Detailed explanation. Deletion vectors flip the cost model of DELETE and UPDATE from "rewrite affected files" to "mark deleted rows in a bitmap." On a table where MERGE INTO touches 0.1% of rows scattered across 80% of files, the cost difference is 800×.

Question. Given a Delta table where a daily MERGE updates 0.5% of rows scattered across 70% of files, show the cost difference with and without deletion vectors. Walk through what changes on the read path.

Input.

Trait	Value
Table size	10 TB
Files	10,000
Daily MERGE rows	0.5% = 50M rows
Files touched by MERGE	70% = 7,000

Code.

-- Enable deletion vectors.
ALTER TABLE silver.events SET TBLPROPERTIES (
  delta.enableDeletionVectors = true
);

-- The MERGE call doesn't change.
MERGE INTO silver.events AS tgt
USING staging.delta AS src
   ON tgt.event_id = src.event_id
 WHEN MATCHED THEN UPDATE SET *
 WHEN NOT MATCHED THEN INSERT *;

Step-by-step explanation.

Without DV. The MERGE rewrites every touched file: 7,000 files × ~1 GB = 7 TB of writes. Time: ~30-45 min.
With DV. The MERGE writes a deletion vector per touched file (typically a few KB each) plus a small parquet file with the new rows for the matched rows. Touched-file rewrites: ~0. Time: ~2-3 min.
On the read path. Each scan applies the deletion vector to mask the deleted rows. A row that exists in the parquet file but is marked deleted in the DV is skipped silently. Read latency increases ~5-10% per file with a DV.
Periodic OPTIMIZE. When the DV coverage of a file exceeds a threshold (~20% of rows masked), OPTIMIZE rewrites the file cleanly. The DV cost is amortised over many MERGE batches.

Output.

Operation	Without DV	With DV
MERGE rewrite bytes	7 TB	~50 MB (DVs + new rows)
MERGE time	30-45 min	2-3 min
Read latency overhead	0%	+5-10%
OPTIMIZE consolidation	every MERGE	when DV > 20%

Rule of thumb. Enable deletion vectors on every Delta table that experiences UPDATE / DELETE traffic. The MERGE / DELETE cost reduction is typically 10-100× depending on row scatter; the read overhead is small and consolidated by periodic OPTIMIZE.

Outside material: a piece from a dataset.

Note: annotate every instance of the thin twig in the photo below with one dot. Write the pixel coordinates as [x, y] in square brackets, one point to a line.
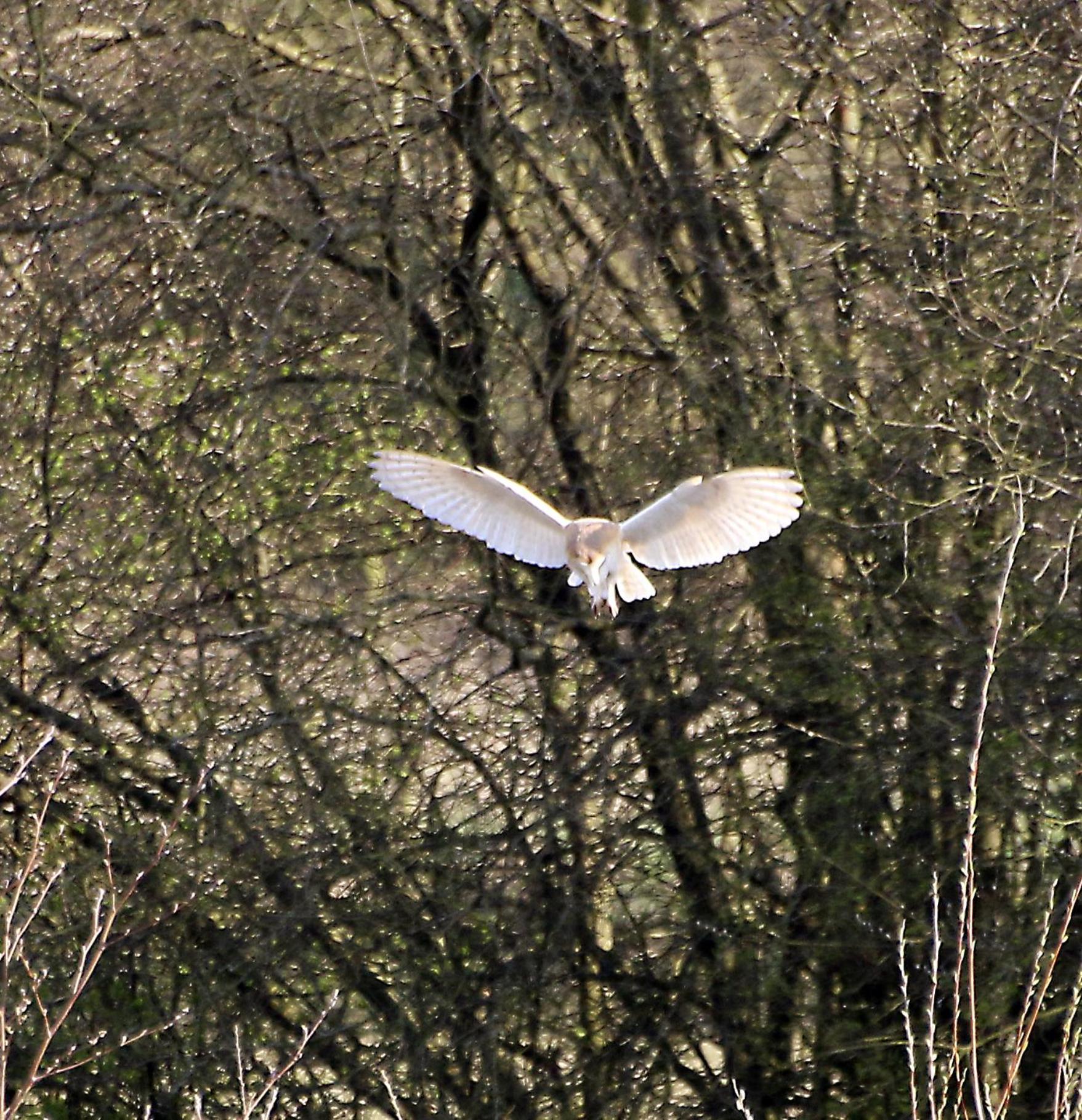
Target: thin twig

Detailed explanation — migrating Z-Order to liquid clustering

Detailed explanation. Existing Z-Ordered tables can migrate to liquid clustering with a single ALTER TABLE + OPTIMIZE. The migration is a one-way trip — once the table is liquid-clustered, the partition + Z-Order metadata is gone.

Question. Given an existing Delta table partitioned by event_date and Z-Ordered on (country, customer_id), migrate to liquid clustering with cluster key (customer_id, country). Walk through the steps.

Input. Table events with 50 TB, 365 partitions, Z-Order on (country, customer_id).

Code.

-- Step 1 — declare the liquid cluster key.
ALTER TABLE events CLUSTER BY (customer_id, country);

-- Step 2 — drop the partition column (optional; can keep partition for date-range queries)
-- ALTER TABLE events DROP PARTITION FIELD event_date;
-- In practice, keep event_date partition + liquid clustering on the entity axis.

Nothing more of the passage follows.